Not invisible on World Autism Awareness Day

Published on 2. April 2024

In 2007, the United Nations designated 2 April as World Autism Awareness Day to affirm and promote the full realisation of all human rights and fundamental freedoms for autistic people on an equal basis with others. Under this year's motto "not invisible", we would like to draw attention to the more than 800,000 autistic people living in Germany alone.

Autism is considered an invisible disability because it cannot be recognised by obvious physical characteristics. However, a closer look reveals that autism is also invisible because many autistic people put a lot of energy into "masking". Masking means adapting to the conventions and norms of interpersonal interaction with neurotypical people and suppressing their own autistic behaviour - often beyond their own limits - in order to be perceived as neurotypical.

This includes, for example, consciously forcing eye contact or socially expected responses in face-to-face interaction as well as suppressing stimming, e.g. flapping with the hands, rocking movements and much more.
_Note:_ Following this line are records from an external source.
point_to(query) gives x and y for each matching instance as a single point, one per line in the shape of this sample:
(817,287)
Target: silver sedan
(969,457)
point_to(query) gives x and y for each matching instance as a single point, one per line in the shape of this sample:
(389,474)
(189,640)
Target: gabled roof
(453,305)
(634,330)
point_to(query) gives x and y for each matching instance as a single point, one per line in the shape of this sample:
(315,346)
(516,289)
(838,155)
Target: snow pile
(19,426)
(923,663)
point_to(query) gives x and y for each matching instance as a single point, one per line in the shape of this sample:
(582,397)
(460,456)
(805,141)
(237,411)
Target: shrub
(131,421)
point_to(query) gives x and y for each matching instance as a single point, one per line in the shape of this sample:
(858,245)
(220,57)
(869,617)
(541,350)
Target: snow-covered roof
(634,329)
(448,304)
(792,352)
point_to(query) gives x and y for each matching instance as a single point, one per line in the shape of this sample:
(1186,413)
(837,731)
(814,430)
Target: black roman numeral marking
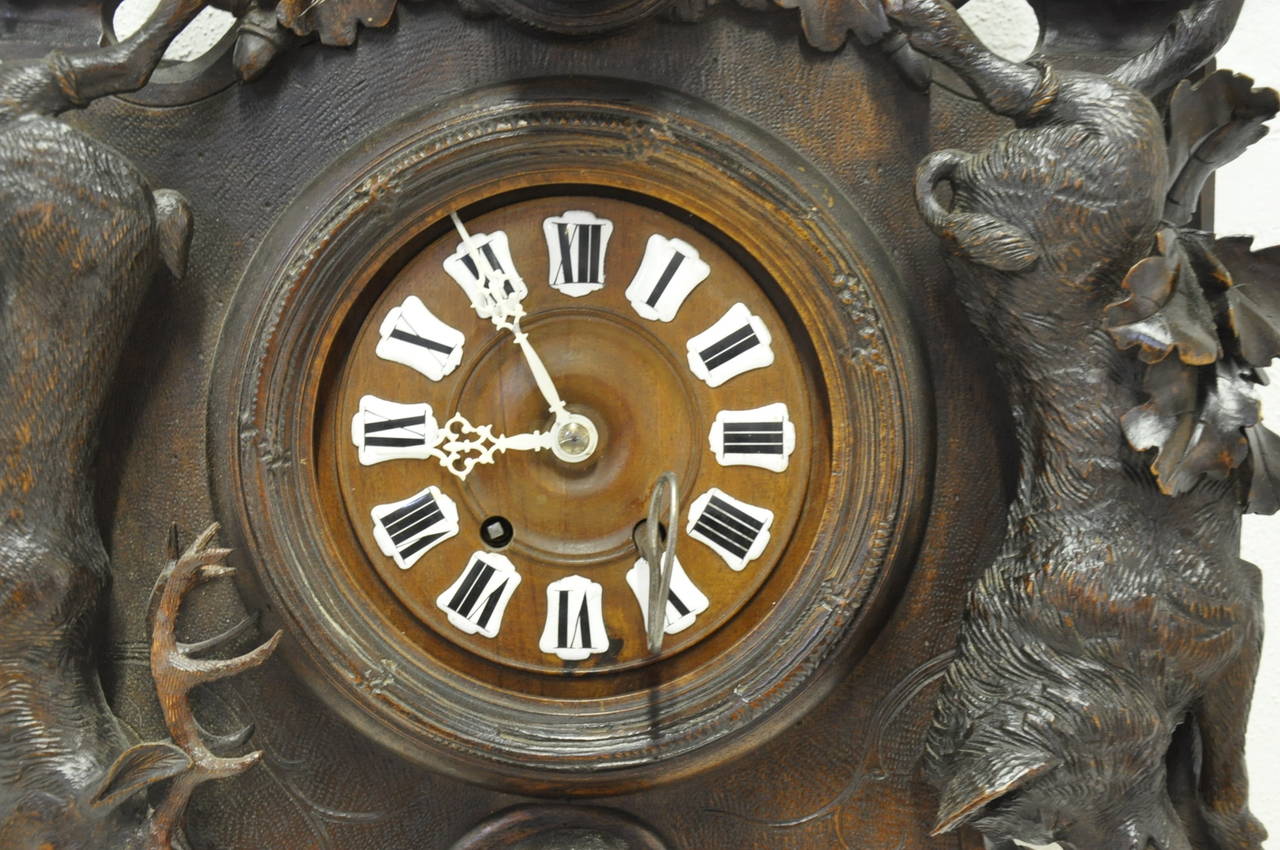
(405,332)
(580,265)
(731,529)
(677,259)
(753,438)
(406,525)
(583,634)
(492,261)
(730,347)
(471,599)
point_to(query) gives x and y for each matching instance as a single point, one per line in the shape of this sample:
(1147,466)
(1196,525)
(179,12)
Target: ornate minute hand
(502,306)
(497,300)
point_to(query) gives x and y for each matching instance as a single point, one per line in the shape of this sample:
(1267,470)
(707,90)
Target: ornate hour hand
(460,446)
(497,293)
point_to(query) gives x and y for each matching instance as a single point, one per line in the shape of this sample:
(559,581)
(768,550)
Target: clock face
(501,510)
(461,361)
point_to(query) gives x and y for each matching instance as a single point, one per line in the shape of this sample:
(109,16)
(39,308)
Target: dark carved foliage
(1202,329)
(336,22)
(1211,123)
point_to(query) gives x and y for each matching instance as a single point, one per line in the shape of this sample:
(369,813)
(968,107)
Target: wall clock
(462,360)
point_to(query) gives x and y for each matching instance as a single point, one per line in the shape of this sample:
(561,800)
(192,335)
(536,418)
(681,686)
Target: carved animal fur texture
(82,236)
(1106,661)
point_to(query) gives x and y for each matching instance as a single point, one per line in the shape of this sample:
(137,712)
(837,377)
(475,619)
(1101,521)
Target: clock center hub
(576,439)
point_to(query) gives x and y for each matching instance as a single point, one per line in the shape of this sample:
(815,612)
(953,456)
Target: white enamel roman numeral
(576,242)
(668,272)
(684,599)
(412,336)
(494,256)
(387,430)
(736,343)
(735,530)
(575,620)
(478,599)
(407,530)
(763,437)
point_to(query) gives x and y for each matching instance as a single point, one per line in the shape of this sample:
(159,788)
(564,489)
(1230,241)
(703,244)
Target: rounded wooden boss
(292,498)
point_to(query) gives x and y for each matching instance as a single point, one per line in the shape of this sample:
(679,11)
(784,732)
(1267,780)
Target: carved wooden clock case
(457,297)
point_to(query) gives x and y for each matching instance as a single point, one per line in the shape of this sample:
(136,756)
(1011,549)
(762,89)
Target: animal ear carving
(136,768)
(982,778)
(978,237)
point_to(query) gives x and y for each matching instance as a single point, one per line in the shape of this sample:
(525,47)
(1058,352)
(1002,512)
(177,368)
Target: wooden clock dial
(626,369)
(743,307)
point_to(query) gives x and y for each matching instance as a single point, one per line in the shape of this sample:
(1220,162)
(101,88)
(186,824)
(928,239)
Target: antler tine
(177,673)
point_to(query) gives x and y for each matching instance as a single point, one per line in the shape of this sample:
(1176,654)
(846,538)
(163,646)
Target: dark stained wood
(1100,693)
(699,705)
(801,720)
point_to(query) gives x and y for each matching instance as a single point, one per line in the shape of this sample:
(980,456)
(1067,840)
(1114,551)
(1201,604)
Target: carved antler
(177,672)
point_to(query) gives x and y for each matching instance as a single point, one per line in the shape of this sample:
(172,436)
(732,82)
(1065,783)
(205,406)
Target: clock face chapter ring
(461,359)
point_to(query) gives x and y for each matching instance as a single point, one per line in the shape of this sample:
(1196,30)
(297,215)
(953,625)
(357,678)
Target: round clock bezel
(362,214)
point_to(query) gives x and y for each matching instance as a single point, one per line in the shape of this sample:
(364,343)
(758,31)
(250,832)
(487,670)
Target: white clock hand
(502,306)
(496,298)
(460,446)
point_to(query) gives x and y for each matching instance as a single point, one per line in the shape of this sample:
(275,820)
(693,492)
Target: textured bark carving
(81,238)
(1106,662)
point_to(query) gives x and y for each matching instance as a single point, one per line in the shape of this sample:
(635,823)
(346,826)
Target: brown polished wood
(630,376)
(776,645)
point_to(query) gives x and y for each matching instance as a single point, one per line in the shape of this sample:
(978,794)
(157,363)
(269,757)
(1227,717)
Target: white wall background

Stimming serves to reduce stress and process emotions and therefore has an important function in everyday life. Many autistic people learn the skill of masking in childhood and adolescence. They have learnt that as seemingly neurotypical people, they are more likely to be socially accepted and can participate in social life.

For autistic people, a barrier-free environment is characterised, among other things, by the fact that no masking is required - e.g. to keep a job - and in which any person is accepted without judgement as they are, without having to explain themselves to others.